Sudhindran et al observed in a study of 186 patients randomized to either NGL 2 mg sublingual 5 min prior to ERCP or placebo, an incidence of PEP in the NGL group of 8% compared to 18% (P < 0.05) in the placebo group[54]. This finding was supported by Moreto et al who randomized 144 patients to either NGL as dermal patch or placebo, and found a significant reduction in the incidence of PEP (4% vs 16%, P < 0.05)[55]. Both studies have been criticized for having a surprisingly high incidence of PEP in the placebo groups[56]. In a recently published prospective randomized trial of 318 patients the overall incidence of PEP was 7.5% and no significant difference between the NGL group and the placebo group was revealed[57].

NGL has the optimal qualities as a prophylactic agent as it is cheap and easy to administer. However further trials are needed to determine its potential use as prophylaxis against PEP.

Corticosteroids

Corticosteroids are potent unspecific anti-inflammatory drugs utilized in a variety of inflammatory diseases. Several case reports have suspected steroids of being the etiology to iatrogenic AP but a definitive relationship has not been established[5860].

In rat models of AP hydrocortisone has reduced mortality and blood cytokine levels[6162]. No human trials using steroids as treatment of AP have been published and attempts to show a beneficial effect of steroids as prophylaxis against PEP in prospective placebo-controlled trials have so far been disappointing. In 1999 De Palma et al randomized 539 patients to either placebo (n = 266) or hydrocortisone 100 mg (n = 273) administered intravenously prior to ERCP. The total incidence of PEP was 5.3% (n = 28) and no significant difference between the two groups could be demonstrated[63]. In a Polish trial published in 2001, 300 patients received oral prednisone 40 mg, allopurinol 200 mg or placebo 15 h and 3 h prior to ERCP. The total incidence of PEP was 10.7% and no significant difference among the three groups was displayed[64]. Sherman et al have confirmed these negative findings in an even larger prospective trial with 1115 patients[65].

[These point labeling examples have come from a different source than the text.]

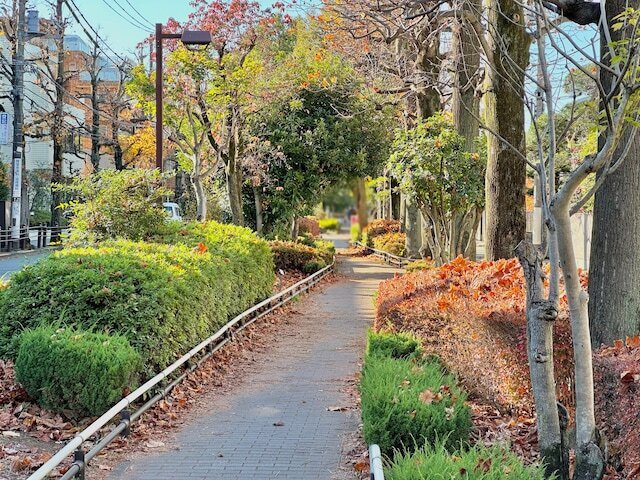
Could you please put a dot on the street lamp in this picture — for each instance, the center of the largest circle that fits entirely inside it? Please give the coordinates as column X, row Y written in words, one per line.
column 193, row 40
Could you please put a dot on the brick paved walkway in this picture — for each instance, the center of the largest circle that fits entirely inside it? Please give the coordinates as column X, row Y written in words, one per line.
column 293, row 386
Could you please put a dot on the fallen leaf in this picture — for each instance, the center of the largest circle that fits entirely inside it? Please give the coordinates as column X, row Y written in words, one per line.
column 627, row 377
column 427, row 397
column 154, row 444
column 360, row 466
column 338, row 409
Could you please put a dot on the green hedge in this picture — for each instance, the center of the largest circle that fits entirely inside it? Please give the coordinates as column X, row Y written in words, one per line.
column 76, row 370
column 304, row 258
column 329, row 224
column 478, row 463
column 409, row 401
column 164, row 298
column 393, row 243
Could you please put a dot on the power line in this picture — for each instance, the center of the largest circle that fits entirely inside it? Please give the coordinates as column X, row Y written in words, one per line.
column 141, row 16
column 77, row 14
column 133, row 21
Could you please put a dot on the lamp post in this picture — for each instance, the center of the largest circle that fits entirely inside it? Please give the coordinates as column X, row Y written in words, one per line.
column 193, row 40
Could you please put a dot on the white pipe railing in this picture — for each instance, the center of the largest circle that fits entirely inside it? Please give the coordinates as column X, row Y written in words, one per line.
column 386, row 256
column 375, row 463
column 279, row 299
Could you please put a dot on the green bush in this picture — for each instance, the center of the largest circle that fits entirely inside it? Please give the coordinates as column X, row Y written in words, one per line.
column 377, row 228
column 297, row 256
column 326, row 250
column 329, row 224
column 409, row 402
column 393, row 243
column 163, row 298
column 309, row 225
column 419, row 265
column 68, row 369
column 394, row 345
column 116, row 204
column 478, row 463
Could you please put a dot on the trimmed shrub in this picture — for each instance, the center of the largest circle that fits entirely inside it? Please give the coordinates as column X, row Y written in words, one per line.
column 477, row 463
column 419, row 265
column 409, row 402
column 309, row 225
column 69, row 369
column 329, row 224
column 163, row 298
column 297, row 256
column 377, row 228
column 326, row 250
column 393, row 243
column 393, row 345
column 355, row 233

Although steroids have the potential to inhibit the inflammatory cascade there is no evidence for the use of neither hydrocortisone nor prednisone as prophylaxis against PEP.

NSAID

NSAID have an analgesic as well as an anti-inflammatory effect. Most NSAID act as non-selective inhibitors of the enzyme COX which catalyses the formation of prostaglandins and thromboxane from arachidonic acid. NSAID are used for virtually every known inflammatory disease.

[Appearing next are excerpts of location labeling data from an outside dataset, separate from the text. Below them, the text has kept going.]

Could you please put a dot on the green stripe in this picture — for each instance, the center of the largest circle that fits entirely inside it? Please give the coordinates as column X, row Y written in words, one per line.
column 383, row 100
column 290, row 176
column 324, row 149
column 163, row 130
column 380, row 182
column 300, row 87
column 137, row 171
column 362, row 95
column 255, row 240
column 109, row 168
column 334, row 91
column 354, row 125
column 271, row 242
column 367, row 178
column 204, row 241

Salicylic acid and indomethacin have in isolated case reports been related to the development of AP[6668] as has the selective cyclooxygenase (COX)-2 inhibitor celecoxib[6972].

Experimental animal models studying the effect of NSAID on AP have been contradictory and not revealed any effect on mortality[7376].

The only randomized human study on the therapeutic effect of NSAID on AP has been conducted by Ebbehøj et al who included 30 patients randomized in two groups receiving either indomethacin suppositories 50 mg twice daily for 7 d or placebo. No difference in serum amylase or calcium was observed but patients in the indomethacin group demanded less opiate as analgesics during hospitalization. Mortality was not registered[77].

Two studies testing the prophylactic effect of indomethacin given prior to ERCP to prevent PEP have been published. Montano et al included 117 patients, who received either indomethacin suppositories 100 mg or placebo 2 h prior to ERCP. The incidence of PEP was 2.5% and 6.8% respectively but the difference was not significantly different[78]. In a larger study from Iran 490 participants received 100 mg indomethacin suppositories or placebo and an incidence of PEP of 3.2% in the indomethacin group and 6.8% in the placebo group was observed. The difference was only borderline significant different (P = 0.06) and a post hoc analysis showed significant lower incidence of PEP in the subpopulation of patients who underwent pancreatography[79]. However this conclusion was hampered by the fact that the post hoc analysis was conducted on 10 subpopulations, which in general reduces the statistical power considerably[80].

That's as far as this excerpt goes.